= O. C. Hackett =

19th-century Illinois pioneer

Oliver Cromwell Hackett (born March 29, 1822, in Scott County, Kentucky) was an Illinois pioneer and participant in the California Gold Rush. His father was John Hackett, and his grandfather was noted Kentucky frontiersman and militiaman of the American Revolution, Peter Hackett. John Hackett moved the family, from Kentucky to Coles County, Illinois, in 1835. Oliver Hackett married Ellen Roxanne (Wyeth) on March 14, 1854. His children included Frederick W. Hackett. He died April 8, 1905, in Tuscola, Illinois.

In late 1849 or 1850, Hackett joined the California Gold Rush, traveling to California by way of the Isthmus of Panama and setting up a claim in the Auburn area. Hackett soon left the gold fields to return to the farm in Illinois.
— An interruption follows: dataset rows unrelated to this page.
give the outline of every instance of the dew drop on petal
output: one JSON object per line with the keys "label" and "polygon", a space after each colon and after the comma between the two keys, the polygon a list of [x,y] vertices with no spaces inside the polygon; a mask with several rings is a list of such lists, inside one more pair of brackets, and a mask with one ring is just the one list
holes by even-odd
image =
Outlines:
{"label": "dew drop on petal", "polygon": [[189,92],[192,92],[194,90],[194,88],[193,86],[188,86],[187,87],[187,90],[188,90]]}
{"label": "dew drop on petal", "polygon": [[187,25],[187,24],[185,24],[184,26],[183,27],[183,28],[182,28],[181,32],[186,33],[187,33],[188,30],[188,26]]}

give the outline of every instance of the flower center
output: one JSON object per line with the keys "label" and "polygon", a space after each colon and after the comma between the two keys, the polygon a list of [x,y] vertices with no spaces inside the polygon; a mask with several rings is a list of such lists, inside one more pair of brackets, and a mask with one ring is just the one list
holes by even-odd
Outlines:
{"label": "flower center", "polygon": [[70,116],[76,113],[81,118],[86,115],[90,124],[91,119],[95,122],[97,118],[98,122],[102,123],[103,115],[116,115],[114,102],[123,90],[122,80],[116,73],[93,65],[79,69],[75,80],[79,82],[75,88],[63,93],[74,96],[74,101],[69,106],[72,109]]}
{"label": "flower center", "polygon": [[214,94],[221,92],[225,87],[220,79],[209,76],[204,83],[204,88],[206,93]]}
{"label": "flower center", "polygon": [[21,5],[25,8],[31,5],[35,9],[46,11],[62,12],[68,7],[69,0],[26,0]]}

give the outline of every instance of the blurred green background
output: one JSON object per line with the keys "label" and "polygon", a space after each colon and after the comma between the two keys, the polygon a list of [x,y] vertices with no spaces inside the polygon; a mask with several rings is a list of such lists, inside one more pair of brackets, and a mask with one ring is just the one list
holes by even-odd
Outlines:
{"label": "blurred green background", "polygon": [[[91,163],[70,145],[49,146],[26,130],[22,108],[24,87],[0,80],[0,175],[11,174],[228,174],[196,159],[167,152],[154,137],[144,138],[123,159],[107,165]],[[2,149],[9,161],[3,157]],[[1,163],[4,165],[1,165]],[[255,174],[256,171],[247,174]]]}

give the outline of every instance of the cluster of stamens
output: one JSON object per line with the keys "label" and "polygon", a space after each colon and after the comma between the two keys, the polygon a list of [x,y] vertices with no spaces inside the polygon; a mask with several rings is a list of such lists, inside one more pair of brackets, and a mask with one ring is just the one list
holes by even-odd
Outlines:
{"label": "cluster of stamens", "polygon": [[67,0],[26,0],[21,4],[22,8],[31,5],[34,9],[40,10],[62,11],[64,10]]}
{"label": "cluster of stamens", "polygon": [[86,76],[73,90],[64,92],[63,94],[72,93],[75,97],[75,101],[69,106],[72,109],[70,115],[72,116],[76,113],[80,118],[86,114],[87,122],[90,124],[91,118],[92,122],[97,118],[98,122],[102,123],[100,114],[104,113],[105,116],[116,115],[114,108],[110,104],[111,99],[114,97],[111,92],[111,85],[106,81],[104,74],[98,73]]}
In the mid-1850s Hackett bought a farm just outside Tuscola, in Douglas County, Illinois. Hackett was the founding Supervisor of Tuscola township, and was elected in 1868. He was elected as supervisor with a majority of only one vote over W. B. Ervin. Hackett planted Hackett's Grove, a sassafras grove situated on Section 31, Township 16, Range 9, on the east side of the township. This 20 acre grove is traversed by a branch of Scattering Fork of the Embarrass River, long known as Hackett's Run, and according to the History of Douglas County (1884), the grove had been owned by the Hacketts since long before Douglas County had an existence.